Many airmen incorrectly think that the Air Force fitness program is cycle ergometry, according to Maj. Lisa Schmidt, chief of health promotion operations in the Air Force surgeon general's office at Bolling Air Force Base, D.C.

"The Air Force fitness program isn't about the bike test," Schmidt said. "The fitness program is about eating healthy and exercising three to five times each week. The bike is just a tool we use to measure the effect of a personal fitness program."

According to Schmidt, the goal of the program is to encourage a mindset change in all airmen toward adopting a more proactive and preventive approach to health and fitness, thereby increasing the focus on personal readiness and not just passing a test.

Health officials are examining how they can align the Weight Management Program and the cycle ergometry evaluation together to make it a more comprehensive assessment of someone's health. This assessment will use a composite score to get an overall picture of an airman's health risk.

This change has been incorporated into "WarFit," a test program started at F.E. Warren AFB, Wyo., in February and at Los Angeles AFB, Calif., in May. The program will start Air Force Space Command-wide in January.

Health experts from the Air Force surgeon general's office, the clinical operations division of AFSPC's surgeon general office, and the health and wellness center at F.E. Warren AFB, along with physiology and human performance experts from Brooks City-Base in San Antonio helped outline the prevention-based program.

"We chose to base fitness-program evaluations on health risk assessments," said Col. Jon R. Pearse, 90th Medical Group commander at F.E. Warren AFB.

According to Pearse, aerobic fitness, body fat and muscular strength all play a part in a person's overall health and are what "WarFit" attempts to measure.

A person's score on the bike test and the number of push-ups and sit-ups he or she does will be combined with his or her body fat percentage to come up with the composite score. This score will be used to place the person in one of three health-risk categories: low risk, moderate risk or high risk.

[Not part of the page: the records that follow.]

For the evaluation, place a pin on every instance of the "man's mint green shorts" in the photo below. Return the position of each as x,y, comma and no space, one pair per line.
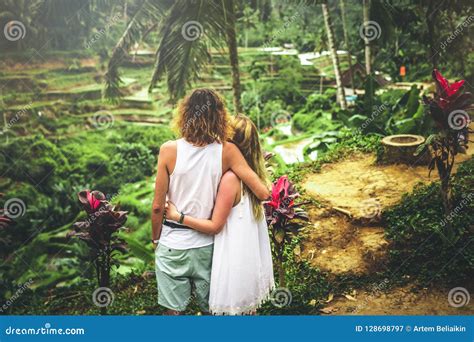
179,272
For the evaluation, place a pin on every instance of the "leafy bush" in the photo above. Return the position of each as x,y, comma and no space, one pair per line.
415,228
131,163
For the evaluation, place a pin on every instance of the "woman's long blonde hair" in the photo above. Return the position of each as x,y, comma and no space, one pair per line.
245,137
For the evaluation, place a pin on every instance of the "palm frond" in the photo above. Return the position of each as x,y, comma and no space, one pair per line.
189,28
145,12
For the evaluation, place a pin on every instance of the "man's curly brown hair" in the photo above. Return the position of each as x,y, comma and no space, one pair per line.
202,118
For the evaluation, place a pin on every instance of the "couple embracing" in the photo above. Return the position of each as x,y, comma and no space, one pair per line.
208,225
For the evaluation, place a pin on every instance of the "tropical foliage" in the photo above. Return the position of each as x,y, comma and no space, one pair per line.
448,109
99,231
284,218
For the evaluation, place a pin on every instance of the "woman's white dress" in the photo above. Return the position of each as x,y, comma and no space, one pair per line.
242,270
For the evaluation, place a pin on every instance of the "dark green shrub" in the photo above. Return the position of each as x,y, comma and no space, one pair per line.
415,227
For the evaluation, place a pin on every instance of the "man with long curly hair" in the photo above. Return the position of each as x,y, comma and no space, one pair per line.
189,172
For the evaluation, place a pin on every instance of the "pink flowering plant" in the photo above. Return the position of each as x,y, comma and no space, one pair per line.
285,218
449,109
99,231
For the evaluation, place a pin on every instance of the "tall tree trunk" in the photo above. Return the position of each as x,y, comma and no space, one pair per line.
368,49
335,60
233,55
346,42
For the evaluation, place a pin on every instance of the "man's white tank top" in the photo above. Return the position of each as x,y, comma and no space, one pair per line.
193,189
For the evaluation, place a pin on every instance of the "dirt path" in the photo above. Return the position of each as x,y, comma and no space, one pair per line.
347,238
406,300
346,235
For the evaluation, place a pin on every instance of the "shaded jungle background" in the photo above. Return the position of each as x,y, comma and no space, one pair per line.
87,94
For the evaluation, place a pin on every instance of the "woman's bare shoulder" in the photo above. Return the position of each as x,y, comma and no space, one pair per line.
230,177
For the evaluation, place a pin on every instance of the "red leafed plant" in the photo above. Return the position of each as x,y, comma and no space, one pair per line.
449,108
99,230
284,218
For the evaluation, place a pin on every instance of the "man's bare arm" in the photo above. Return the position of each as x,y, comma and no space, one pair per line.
233,159
161,189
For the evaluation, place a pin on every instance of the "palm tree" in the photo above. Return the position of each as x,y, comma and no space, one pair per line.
233,54
335,59
186,29
248,20
346,41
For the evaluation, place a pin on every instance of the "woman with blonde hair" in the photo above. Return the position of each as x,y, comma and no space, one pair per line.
242,271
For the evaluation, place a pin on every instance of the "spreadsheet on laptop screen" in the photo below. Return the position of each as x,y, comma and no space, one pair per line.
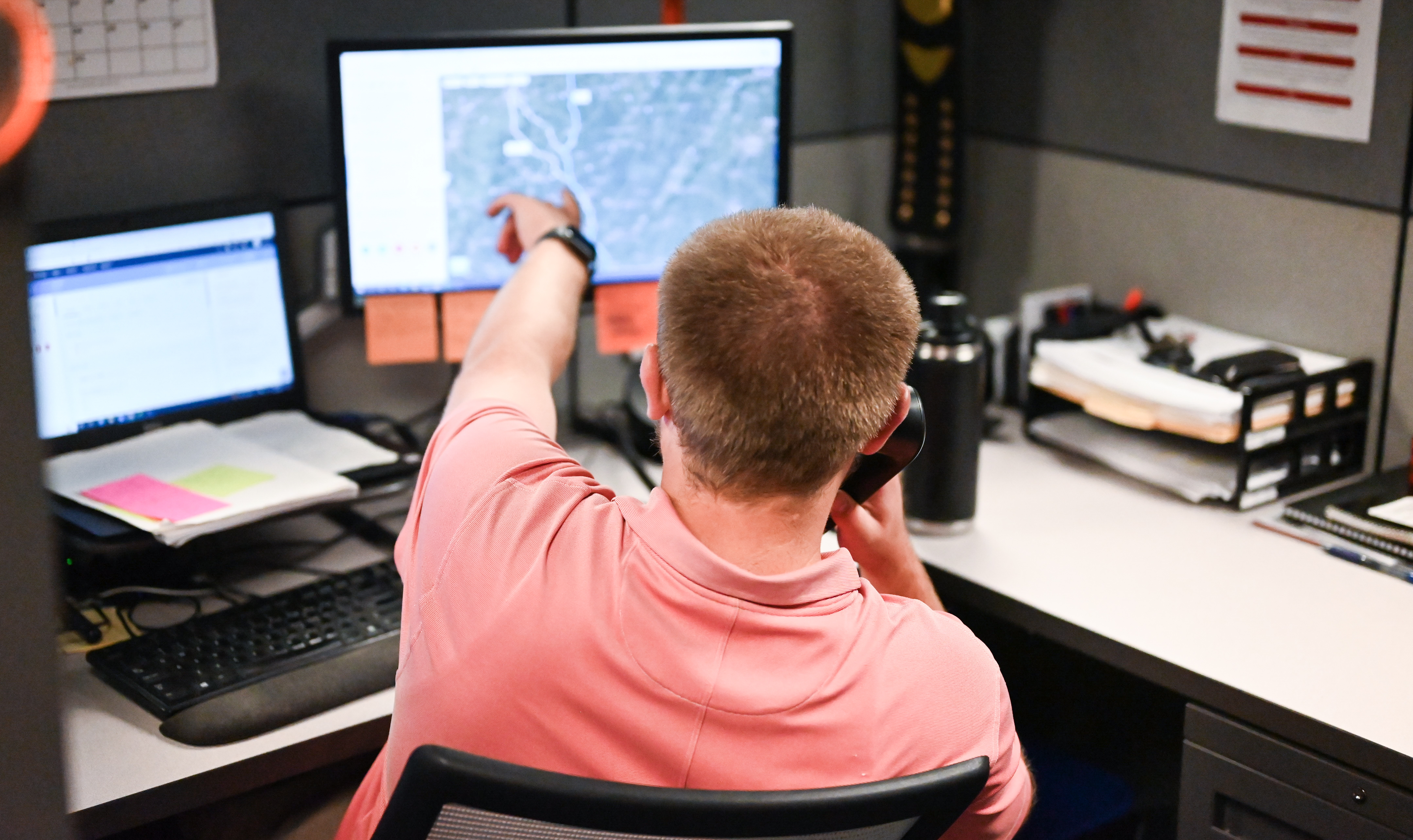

Schmidt said that the proposed program puts a greater emphasis on prevention through earlier education and unit physical training programs. Airmen who are identified as being a moderate risk will attend a general Healthy Living Workshop that focuses on behavior change and general information for fitness and nutrition. High-risk members will receive more individualized and targeted intervention.

At F.E. Warren AFB, airmen categorized as high-risk are placed into a five-day-a-week, mandatory exercise program. Those classified as being a moderate risk will be put into a similar, three-day-a-week program. Those who were identified as being in the low-risk category are still encouraged to exercise three times a week but their activity is not monitored.

"The goal isn't to make this monitored-exercise regimen a punishment for those with a moderate- to high-health risk," Pearse explained. "The goal is to help these people successfully adopt a healthier lifestyle."

Airmen are provided with fitness and nutritional counseling, he said. They also can get help in setting up a structured exercise program targeted at improving their overall health and fitness.

After six months in the program, more than 90 percent of the participants identified as high risk were able to improve their fitness and scored in the low-risk category.

"I was astounded that so many improved so quickly," Pearse said.